To give you an idea just how dumb the dumb-dumbs get, in one episode, a wife learned she was co-owner of a ramshackle, money-sucking, badly decorated inn when her husband called her up and said, "Guess what!" In another, a father who has raided his son's savings to buy a restaurant, proceeds to bend Gordon's ear about what a jerk his father was. 

We also binged season one of Hell's Kitchen where Gordon takes wannabe restaurateurs and screams and yells at them through a series of competitions until one of them wins a restaurant where they can hire their own staff to yell at. 

It sounds like a dream come true. (No, it doesn't!)



Tuesday, August 26, 2014

If You Can't Stand the Heat, Get Out of My Kitchen

We haven't had a kitchen fire in my home for almost a week. I know that's not much of an accomplishment for most families, but in my household, kitchen fires are such frequent occurrences that not having one for six days is a reason to celebrate. In fact, kitchen fires happen so often in my home that these days they hardly faze the kids.


The last time we had a kitchen fire was when my sandwich burst into flames.
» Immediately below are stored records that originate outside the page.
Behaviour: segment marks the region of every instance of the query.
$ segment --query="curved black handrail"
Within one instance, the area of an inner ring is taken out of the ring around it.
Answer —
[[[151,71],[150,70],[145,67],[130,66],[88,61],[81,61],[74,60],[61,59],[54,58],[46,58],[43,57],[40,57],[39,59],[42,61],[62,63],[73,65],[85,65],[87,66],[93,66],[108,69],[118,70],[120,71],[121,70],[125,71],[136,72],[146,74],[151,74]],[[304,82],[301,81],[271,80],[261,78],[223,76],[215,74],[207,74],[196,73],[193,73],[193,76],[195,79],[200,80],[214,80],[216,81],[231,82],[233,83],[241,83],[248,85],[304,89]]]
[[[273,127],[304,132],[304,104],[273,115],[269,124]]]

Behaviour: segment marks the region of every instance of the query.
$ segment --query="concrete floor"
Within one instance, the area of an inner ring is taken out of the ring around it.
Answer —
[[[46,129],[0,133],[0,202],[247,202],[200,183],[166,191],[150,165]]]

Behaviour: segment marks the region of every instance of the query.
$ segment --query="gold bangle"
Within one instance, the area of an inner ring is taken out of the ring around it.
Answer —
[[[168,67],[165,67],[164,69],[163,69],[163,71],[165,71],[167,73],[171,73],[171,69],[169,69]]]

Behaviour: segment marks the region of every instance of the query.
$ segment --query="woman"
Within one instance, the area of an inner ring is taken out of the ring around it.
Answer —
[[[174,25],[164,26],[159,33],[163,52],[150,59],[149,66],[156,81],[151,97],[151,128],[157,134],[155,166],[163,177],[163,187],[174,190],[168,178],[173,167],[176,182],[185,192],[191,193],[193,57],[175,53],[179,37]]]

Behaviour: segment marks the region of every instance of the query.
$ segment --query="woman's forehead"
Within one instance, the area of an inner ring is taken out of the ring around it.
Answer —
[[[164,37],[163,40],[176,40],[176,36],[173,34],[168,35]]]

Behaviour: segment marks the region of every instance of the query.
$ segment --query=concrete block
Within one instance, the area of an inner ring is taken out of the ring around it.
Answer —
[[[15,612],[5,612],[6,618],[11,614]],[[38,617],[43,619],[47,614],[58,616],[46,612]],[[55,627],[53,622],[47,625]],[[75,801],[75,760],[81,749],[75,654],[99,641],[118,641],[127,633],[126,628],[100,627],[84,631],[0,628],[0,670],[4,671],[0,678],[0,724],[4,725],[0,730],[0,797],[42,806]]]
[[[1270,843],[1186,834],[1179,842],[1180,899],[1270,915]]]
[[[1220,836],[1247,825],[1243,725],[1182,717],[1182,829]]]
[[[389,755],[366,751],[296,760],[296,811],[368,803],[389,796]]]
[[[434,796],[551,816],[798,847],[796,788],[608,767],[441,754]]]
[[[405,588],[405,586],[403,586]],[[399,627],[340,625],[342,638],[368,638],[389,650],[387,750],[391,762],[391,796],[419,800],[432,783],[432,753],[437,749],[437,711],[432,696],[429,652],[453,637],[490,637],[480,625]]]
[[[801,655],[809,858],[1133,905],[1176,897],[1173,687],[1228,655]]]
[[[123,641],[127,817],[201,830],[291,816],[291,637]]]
I was pitching it in the sink just as my son strolled by.

"Hey, Mom, what happened?" he asked in the same tone he also says, "Hey, Mom, how are you?"


"My sandwich caught on fire," I explained in the same tone I also say, "Not bad. How are you?"


He looked at the sandwich and said, "Maybe your sandwich took one look at you and you were so hot, it combusted."


When a friend of mine who shall remain nameless heard that, she suggested I get the boy's eyes checked. At first I took that as a crack about my cooking then realized it was a crack about my looks. Not all of us can age as gracefully as you, PATTY!


Another time I was on the phone with someone while attempting the death-defying feat of cooking while talking. A wall of flames shot up off the stove-top, across the microwave and over four of the cabinet fronts. On the other end my friend heard the whoosh of the fire, followed by rapidly repeating clanking noises as I rearranged the pans on the burners and doused the flames with baking soda.


"Holy mother of God!" he yelled. "What happened?"


"Oh, it's fine," I said. "I just had a little fire on the stove. Speaking of mothers, how's yours?"


I recently learned that my own mother had similar challenges. Our circa 1940 "state-of-the-art" stove had a temperamental broiler that set dinner on fire on a regular basis. My father was always at work when this happened and since dousing fires was not my mother's forte, she would scream for our neighbor, Ray who would rush over and knock out the flames.


I'm not sure what it says about my mother that another man had to put her fires out while my father was at work. Come to think of it, I'm not sure what it says about my father. Oh wait - yes I am.

At construction sites they sometimes post a sign heralding their safety record. The signs say things like: 137 days without an accident! I'm going to do something similar in my kitchen. If I posted a sign tonight, it would read: Six days without a fire!


I know what the root cause of my kitchen fires is: multitasking - cooking while breathing, cooking while blinking, and as in my earlier example, cooking while talking. Cooking while not a cook sums them all up, I think.

I should be embarrassed about all this, but instead, I'll stand proudly by my sign: Six days without a fire! 


Actually, it's not going to be a sign exactly; it's going to be a dry erase board I can update every day, and any day now, reset to zero.